[No.000]

日記以上、遺書未満。

N.0113 優しい人になりたくなくて

 

 他人に優しく在りたいけれど、優しい人とは言われたくない。

 

 自分の考えとして、優しさって少量の愛を配ることだと思っている。相手に与えることによって、自分も与えられる。相手に優しくすること、優しくしたいと思える人は、慈愛に満ちているのだろうか。勿論、そういうマザーテレサみたいな方もいる。しかし、「とりあえずこの人には優しくしておくか」みたいに打算的な心配りを行う人間だっている。心が込められていなければ、それを”優しさ”と形容することは難しい?。受け取る優しさ全てに重圧な心が込められていると、少々負担を感じる。軽薄な愛、軽薄な優しさが心に沁みる瞬間だってある。受け手側が「優しいな」と感じた時点で、そこに心配りは成立すると、私は考えている。

 

 逆に、いくら相手のことを想って少量の愛を与えたとて、受け手側の心が動かなければ”優しさ”は成立しない。それは与える側、愛を配る側のエゴとなり、受け手側からすればただの迷惑である。そういうこと考えてると、「優しさの押し売り」って言葉が頭の中に思い浮かぶ。

 

 愛を配る為に必要な唯一の要素は、心身ともに余裕があること。心と身体、どちらか一方でも不具合が生じている場合には、他人に優しくすることは難しい。そんな状況でも心を配ろうとする方もいるが、わたしはそれを優しさと形容することは出来ない。何であれ、先ずは自分自身が最優先。他人のことを考える暇があるなら、もっと自分に優しくしてあげてほしい。

 

 例えるなら、余裕とはコップに水が注がれて溢れている状態。表面張力を突破してコップから水が溢れている人が、他の誰かに水を分け与えることが出来る。溢れた水で花に水をやることも出来る。そんな心の余裕が、更なる余裕を生成する。一方、コップに半分しか水が入っていない人は、自らが水を飲むだけで精一杯だ。それなのに世の中は”人に優しくしなさい”と警笛を鳴らす。その教えに従い、苦しいながらも水を配る。その結果として、自分が満たされる程度の水量を確保出来ず、当人は心身ともに枯渇する。

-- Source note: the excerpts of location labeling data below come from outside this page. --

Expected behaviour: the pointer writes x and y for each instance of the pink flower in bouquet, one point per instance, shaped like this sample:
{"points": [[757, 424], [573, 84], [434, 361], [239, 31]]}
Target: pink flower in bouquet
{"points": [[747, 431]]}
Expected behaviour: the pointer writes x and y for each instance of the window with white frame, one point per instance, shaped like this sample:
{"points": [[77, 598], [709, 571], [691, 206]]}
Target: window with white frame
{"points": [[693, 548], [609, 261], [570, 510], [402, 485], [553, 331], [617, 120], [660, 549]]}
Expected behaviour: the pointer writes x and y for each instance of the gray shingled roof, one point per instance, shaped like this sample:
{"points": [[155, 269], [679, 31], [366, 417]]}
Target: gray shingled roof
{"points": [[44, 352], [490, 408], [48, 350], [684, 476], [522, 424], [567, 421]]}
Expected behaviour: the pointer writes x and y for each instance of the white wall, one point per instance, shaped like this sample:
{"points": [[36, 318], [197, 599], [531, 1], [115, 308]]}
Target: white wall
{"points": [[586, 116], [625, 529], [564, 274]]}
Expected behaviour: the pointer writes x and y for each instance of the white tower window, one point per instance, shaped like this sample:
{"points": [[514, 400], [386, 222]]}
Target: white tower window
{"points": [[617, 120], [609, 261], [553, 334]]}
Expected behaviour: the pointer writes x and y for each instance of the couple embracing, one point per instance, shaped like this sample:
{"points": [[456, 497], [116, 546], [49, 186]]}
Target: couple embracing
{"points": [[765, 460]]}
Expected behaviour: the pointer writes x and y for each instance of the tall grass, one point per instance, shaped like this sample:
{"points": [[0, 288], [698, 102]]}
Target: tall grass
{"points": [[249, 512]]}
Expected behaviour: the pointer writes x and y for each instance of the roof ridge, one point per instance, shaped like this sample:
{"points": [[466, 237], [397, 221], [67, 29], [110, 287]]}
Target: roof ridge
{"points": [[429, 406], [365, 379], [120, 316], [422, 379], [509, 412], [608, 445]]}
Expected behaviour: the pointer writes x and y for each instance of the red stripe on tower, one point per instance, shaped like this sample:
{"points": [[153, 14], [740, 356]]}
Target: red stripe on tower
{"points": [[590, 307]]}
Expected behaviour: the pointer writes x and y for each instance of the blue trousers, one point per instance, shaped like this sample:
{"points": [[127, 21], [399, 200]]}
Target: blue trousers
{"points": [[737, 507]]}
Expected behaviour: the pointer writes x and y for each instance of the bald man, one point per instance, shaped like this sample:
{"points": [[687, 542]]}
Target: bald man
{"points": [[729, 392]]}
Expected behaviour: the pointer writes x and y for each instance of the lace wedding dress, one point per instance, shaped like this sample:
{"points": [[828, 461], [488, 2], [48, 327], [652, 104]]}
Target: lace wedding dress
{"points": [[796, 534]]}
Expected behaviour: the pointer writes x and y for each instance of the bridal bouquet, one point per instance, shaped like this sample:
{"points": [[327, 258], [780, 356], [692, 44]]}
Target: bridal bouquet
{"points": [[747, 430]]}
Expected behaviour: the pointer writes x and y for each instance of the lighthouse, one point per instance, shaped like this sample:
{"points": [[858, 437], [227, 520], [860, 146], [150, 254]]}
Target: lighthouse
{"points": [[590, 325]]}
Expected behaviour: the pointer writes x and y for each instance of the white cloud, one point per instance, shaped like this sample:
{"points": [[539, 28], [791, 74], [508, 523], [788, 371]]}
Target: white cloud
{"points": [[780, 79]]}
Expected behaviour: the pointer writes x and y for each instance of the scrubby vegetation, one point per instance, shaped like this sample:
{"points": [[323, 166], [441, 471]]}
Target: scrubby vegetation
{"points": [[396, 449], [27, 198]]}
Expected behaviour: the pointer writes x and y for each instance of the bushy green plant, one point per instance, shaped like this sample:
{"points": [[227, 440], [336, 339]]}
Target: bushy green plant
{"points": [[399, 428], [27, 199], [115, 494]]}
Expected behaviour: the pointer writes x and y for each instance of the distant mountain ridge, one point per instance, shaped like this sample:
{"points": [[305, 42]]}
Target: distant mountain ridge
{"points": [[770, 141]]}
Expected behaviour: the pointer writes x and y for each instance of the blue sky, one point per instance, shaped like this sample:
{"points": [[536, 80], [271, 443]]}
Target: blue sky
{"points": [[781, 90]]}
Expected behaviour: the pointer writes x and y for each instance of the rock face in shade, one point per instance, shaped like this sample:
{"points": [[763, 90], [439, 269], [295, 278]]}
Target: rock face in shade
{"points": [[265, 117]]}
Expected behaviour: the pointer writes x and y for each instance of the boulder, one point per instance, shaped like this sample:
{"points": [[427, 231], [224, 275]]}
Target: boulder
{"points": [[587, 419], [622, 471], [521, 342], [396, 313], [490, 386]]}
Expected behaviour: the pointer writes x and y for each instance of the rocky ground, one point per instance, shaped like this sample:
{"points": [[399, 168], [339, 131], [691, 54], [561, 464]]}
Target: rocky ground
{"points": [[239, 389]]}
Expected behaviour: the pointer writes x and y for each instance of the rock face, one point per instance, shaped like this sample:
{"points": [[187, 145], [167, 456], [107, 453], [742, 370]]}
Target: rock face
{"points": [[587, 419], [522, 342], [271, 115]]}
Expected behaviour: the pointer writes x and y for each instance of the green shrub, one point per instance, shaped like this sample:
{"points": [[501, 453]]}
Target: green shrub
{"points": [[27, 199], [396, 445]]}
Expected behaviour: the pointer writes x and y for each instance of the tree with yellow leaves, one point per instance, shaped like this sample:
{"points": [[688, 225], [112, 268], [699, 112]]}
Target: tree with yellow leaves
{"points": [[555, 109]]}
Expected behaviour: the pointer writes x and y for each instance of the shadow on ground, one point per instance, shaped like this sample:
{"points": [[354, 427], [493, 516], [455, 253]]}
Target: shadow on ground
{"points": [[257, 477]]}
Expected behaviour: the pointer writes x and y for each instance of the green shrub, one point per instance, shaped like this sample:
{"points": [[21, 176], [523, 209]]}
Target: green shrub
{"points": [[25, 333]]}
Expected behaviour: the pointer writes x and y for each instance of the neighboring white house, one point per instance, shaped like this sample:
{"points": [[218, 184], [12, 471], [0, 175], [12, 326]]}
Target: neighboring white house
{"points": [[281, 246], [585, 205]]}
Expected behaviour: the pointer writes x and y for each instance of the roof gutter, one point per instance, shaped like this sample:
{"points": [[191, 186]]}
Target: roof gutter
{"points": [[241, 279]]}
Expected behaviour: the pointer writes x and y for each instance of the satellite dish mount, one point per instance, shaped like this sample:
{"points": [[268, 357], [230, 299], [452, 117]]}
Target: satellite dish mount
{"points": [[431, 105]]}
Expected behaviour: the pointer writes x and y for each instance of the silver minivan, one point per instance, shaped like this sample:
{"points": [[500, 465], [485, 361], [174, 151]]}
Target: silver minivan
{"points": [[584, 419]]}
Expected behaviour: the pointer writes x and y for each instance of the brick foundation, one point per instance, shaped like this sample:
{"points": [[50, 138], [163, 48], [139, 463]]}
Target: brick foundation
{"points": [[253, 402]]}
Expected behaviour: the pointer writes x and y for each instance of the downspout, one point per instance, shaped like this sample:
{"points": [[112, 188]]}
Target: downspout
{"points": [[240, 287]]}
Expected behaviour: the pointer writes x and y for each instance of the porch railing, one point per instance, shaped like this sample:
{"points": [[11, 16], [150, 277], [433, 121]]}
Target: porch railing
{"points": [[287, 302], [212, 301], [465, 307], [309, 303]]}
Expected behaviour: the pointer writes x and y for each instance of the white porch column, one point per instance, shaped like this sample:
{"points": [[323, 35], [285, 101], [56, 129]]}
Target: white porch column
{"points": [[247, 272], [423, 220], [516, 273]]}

そして、余裕はどこまでも遠のいていく。

 

 この水を容れる器がマグカップの方もいれば、ワイングラスのように繊細な方もいる。バケツの方もいれば、浴槽ぐらい大きい方だっている。生活において何もかもが満たされている余裕の塊みたいな人間は、その大きすぎる器を一部改築して温泉にしてしまったりする。「みんな遊びにおいでよ」ぐらいの軽い感覚で、周囲の人々に安心とやすらぎを分け与える。

 

 わたしが言いたいのは、余裕の塊みたいな人間になりなさいとか、余裕を持ちなさい、ということではなくて、先ずは”自分自身を満たしてあげよう”ということ。器がマグカップであれ、ショットグラスであれ、大きさは関係ない。とにかく自分を最優先にすること。書いていて気付いたけど「最優先」って言葉を分解すると、「最も先に優しく」となる。ちょっとこじつけが過ぎるかしら?。

 少しばかり話しが逸れたけど、自分の器が満たされて初めて、溢れた分の水=少量の愛=優しさを相手に配ることが出来る。

 

 

 わたしは相手から"優しい人"、と思われたくないと考えている。そんなこと言われるともう二度とこの人には優しく出来ないなと思ってしまう。これは反抗期の天邪鬼だけでは終わりません、話しは続きます。

 

 優しい人と言われると、どうしても脳内で"いい人"として言葉が変換されてしまう。そして、"いい人"とは即ち"どうでもいい人"だ。表面的なごく一部分だけを見て勝手に判断するのはやめてほしい。もっと私をよく見て、もっと醜く汚い部分が心の凡ゆる場所に散らばっているから。優しい人、と言われるぐらいなら"最低、死ね"と言われた方が幾らかマシに思える。

 

 周囲から散々"優しい人"と言われ続けた人間が持ち合わせる、優しさとはかけ離れた惨虐な一部分。否応無しにその一部分は強調される。それならば、私は最低の悪童で在りたい。その上で余裕がある時には優しさを配りたい。ヤンキーが子猫を助けるような、そういうギャップ的高評価を狙っている訳ではない。

 

 「あの人は優しい方」なんて思われてると、その言葉に自分自身が縛られてしまうような気がする。相手の期待に応えようとする難解な自分が姿を現す。「あーあ、優しく振る舞わねばならんのかー」みたいな感じで気が重くなる。そういう自分が嫌いだ。

 

 「あいつは最低の人間だ」と思われていた方が気楽に生きることが出来るし、その言葉からはどことなく愛を感じる。常に優しさを振り撒くよりも、気まぐれで心を配るぐらいがちょうど良いのかもしれない。誰にでも平等に配られる作り笑いよりも、少量の愛を不定期で送りつける方が相手には喜んでもらえる。

 

 だから、私はいつまでも優しい悪童で在りたい。器の水が溢れている時にだけ、気まぐれで心を配りたい。わたしはいつだって最低で、最高の薄情者として生きていくんだ。

 

 

 やっぱり私は、天邪鬼なのかもね。